Comment by metadat

Comment by metadat 20 hours ago

8 replies

Are you saying gpt-5 produces gibberish 15% of the time? Or are you comparing Mistral gibberish production rate to gpt-5.1's complex task failure rate?

Does Mistral even have a Tool Use model? That would be awesome to have a new coder entrant beyond OpenAI, Anthropic, Grok, and Qwen.

barrell 20 hours ago

Yes. I spent about 3 days trying to optimize the prompt to get gpt-5 to not produce gibberish, to no avail. Completions took several minutes, had an above 50% timeout rate (with a 6 minute timeout mind you), and after retrying they still would return gibberish about 15% of the time (12% on one task, 20% on another task).

I then tried multiple models, and they all failed in spectacular ways. Only Grok and Mistral had an acceptable success rate, although Grok did not follow the formatting instructions as well as Mistral.

Phrasing is a language learning application, so the formatting is very complicated, with multiple languages and multiple scripts intertwined with markdown formatting. I do include dozens of examples in the prompts, but it's something many models struggle with.

This was a few months ago, so to be fair, it's possible gpt-5.1 or gemini-3 or the new deepseek model may have caught up. I have not had the time or need to compare, as Mistral has been sufficient for my use cases.

I mean, I'd love to get that 0.1% error rate down, but there have always more pressing issues XD

  • data-ottawa 19 hours ago

    With gpt5 did you try adjusting the reasoning level to "minimal"?

    I tried using it for a very small and quick summarization task that needed low latency and any level above that took several seconds to get a response. Using minimal brought that down significantly.

    Weirdly gpt5's reasoning levels don't map to the OpenAI api level reasoning effort levels.

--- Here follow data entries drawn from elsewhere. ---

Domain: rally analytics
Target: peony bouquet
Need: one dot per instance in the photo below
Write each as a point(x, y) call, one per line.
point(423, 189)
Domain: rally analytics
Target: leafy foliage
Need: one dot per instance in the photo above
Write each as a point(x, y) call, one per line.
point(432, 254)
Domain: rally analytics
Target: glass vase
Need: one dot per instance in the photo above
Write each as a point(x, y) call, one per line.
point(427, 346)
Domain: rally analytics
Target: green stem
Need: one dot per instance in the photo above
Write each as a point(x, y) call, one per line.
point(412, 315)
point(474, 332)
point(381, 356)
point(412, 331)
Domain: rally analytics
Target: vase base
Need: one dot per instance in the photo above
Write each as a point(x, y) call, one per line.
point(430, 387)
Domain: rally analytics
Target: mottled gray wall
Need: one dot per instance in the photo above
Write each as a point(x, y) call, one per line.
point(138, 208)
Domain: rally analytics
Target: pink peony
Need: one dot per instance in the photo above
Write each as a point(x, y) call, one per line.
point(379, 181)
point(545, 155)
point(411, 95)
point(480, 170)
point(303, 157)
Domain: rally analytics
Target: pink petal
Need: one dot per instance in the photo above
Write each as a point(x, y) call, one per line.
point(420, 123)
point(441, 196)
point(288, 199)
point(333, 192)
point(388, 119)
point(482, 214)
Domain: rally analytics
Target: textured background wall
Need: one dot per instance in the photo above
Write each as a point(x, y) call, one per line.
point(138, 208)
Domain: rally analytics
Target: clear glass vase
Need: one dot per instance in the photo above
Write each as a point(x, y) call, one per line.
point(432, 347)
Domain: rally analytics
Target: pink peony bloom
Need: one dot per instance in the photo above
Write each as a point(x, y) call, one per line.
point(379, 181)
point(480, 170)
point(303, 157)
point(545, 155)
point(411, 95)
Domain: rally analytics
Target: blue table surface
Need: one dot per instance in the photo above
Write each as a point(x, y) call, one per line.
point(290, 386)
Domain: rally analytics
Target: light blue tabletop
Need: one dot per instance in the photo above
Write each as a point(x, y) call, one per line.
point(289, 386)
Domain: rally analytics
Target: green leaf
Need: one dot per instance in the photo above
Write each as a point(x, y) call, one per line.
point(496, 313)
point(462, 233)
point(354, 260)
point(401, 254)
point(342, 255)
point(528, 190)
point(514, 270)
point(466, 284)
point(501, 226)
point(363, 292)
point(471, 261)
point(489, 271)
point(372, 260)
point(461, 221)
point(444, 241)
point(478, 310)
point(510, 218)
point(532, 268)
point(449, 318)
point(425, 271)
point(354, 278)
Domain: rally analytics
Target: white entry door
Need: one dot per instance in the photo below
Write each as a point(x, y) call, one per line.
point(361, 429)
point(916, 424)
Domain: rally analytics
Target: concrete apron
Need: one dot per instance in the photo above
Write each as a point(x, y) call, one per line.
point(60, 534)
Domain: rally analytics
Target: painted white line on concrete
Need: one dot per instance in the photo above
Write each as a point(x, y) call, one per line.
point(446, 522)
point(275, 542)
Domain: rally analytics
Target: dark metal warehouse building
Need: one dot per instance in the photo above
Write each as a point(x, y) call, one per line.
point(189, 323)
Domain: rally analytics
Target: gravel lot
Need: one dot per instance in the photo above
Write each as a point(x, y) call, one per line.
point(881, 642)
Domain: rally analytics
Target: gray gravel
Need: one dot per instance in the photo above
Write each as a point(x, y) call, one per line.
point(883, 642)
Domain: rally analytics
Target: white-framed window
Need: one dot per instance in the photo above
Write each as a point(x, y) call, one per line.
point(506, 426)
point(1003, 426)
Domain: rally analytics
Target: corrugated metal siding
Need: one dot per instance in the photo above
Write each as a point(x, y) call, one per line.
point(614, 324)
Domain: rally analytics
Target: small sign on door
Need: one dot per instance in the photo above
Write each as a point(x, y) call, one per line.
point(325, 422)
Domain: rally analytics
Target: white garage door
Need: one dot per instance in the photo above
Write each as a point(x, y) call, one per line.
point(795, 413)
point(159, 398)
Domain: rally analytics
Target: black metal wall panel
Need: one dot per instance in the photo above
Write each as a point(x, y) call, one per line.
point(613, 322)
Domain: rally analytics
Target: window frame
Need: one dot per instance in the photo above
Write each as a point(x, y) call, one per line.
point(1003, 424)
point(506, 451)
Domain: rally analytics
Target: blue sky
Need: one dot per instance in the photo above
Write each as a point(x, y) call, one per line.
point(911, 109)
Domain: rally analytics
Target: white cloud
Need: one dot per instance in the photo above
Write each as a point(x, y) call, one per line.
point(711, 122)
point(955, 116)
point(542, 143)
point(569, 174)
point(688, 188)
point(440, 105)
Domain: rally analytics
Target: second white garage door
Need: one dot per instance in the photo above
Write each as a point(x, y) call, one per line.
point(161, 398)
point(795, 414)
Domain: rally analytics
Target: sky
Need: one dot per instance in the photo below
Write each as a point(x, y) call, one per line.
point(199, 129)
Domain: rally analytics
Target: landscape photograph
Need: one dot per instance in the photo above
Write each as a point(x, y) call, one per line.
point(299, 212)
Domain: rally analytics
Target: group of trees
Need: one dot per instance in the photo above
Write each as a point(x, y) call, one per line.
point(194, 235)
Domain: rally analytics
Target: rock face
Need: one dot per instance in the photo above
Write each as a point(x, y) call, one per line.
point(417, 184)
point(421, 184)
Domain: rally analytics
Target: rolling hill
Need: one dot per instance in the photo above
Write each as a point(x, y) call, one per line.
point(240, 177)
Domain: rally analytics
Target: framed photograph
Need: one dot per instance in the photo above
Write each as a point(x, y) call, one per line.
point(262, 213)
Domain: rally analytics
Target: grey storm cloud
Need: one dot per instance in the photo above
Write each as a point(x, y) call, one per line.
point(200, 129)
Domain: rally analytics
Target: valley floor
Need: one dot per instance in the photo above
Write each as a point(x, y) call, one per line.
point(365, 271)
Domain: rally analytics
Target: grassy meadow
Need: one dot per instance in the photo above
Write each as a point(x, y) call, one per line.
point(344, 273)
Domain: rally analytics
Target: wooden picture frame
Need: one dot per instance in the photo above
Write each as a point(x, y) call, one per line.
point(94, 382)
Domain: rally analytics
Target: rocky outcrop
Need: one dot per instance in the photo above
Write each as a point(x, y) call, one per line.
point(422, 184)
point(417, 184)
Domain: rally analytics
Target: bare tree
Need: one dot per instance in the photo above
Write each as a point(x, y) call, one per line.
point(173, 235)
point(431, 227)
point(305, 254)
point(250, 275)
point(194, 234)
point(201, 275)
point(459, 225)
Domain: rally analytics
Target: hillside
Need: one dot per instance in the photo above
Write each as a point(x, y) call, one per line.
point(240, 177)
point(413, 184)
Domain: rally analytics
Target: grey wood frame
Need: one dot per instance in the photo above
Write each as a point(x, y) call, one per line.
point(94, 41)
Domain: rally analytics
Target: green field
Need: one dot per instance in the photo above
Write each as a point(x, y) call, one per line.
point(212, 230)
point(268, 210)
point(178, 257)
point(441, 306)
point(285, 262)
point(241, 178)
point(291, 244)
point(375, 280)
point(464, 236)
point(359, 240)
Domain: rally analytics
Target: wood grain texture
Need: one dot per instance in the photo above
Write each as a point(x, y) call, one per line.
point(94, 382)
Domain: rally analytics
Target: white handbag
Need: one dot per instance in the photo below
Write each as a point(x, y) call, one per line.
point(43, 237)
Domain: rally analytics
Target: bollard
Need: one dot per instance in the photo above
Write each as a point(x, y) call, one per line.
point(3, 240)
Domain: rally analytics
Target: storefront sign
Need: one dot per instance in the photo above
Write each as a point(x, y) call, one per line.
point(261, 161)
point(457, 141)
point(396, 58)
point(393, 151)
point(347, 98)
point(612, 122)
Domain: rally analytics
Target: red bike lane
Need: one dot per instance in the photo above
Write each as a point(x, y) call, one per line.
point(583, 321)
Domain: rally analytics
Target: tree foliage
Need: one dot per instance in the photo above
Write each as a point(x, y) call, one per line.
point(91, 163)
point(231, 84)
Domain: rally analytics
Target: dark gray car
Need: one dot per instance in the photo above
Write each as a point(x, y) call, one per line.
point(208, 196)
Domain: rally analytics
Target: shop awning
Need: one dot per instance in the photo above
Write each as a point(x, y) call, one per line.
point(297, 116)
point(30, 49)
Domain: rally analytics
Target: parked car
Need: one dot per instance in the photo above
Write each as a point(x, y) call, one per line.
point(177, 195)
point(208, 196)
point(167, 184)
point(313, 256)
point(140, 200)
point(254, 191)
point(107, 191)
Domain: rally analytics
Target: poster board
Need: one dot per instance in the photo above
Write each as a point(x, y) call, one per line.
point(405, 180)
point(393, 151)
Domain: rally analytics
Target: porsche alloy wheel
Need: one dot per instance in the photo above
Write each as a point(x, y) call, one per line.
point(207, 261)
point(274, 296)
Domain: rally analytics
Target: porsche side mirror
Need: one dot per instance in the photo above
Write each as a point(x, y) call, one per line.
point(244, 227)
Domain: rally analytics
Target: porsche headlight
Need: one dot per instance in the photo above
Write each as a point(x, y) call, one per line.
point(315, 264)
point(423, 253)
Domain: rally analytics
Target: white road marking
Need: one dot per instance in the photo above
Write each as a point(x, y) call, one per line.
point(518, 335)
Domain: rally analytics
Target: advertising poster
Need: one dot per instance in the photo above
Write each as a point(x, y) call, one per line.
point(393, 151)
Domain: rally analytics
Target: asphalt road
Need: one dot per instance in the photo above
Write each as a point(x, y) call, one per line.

    • barrell 18 hours ago

      Reasoning was set to minimal and low (and I think I tried medium at some point). I do not believe the timeouts were due to the reasoning taking to long, although I never streamed the results. I think the model just fails often. It stops producing tokens and eventually the request times out.

  • barbazoo 20 hours ago

    Hard to gauge what gibberish is without an example of the data and what you prompted the LLM with.

    • barrell 19 hours ago

      If you wanted examples, you needed only ask :)

      These are screenshots from that week: https://x.com/barrelltech/status/1995900100174880806

      I'm not going to share the prompt because (1) it's very long (2) there were dozens of variations and (3) it seems like poor business practices to share the most indefensible part of your business online XD

      • barbazoo 19 hours ago

        Surely reads like someone's brain transformed into a tree :)

        Impressive, I haven't seen that myself yet, I've only used 5 conversationally, not via API yet.

        • barrell 18 hours ago

          Heh it's a quote from Archer FX (and admittedly a poor machine translation, it's a very old expression of mine).

          And yes, this only happens when I ask it to apply my formatting rules. If you let GPT format itself, I would be surprised if this ever happens.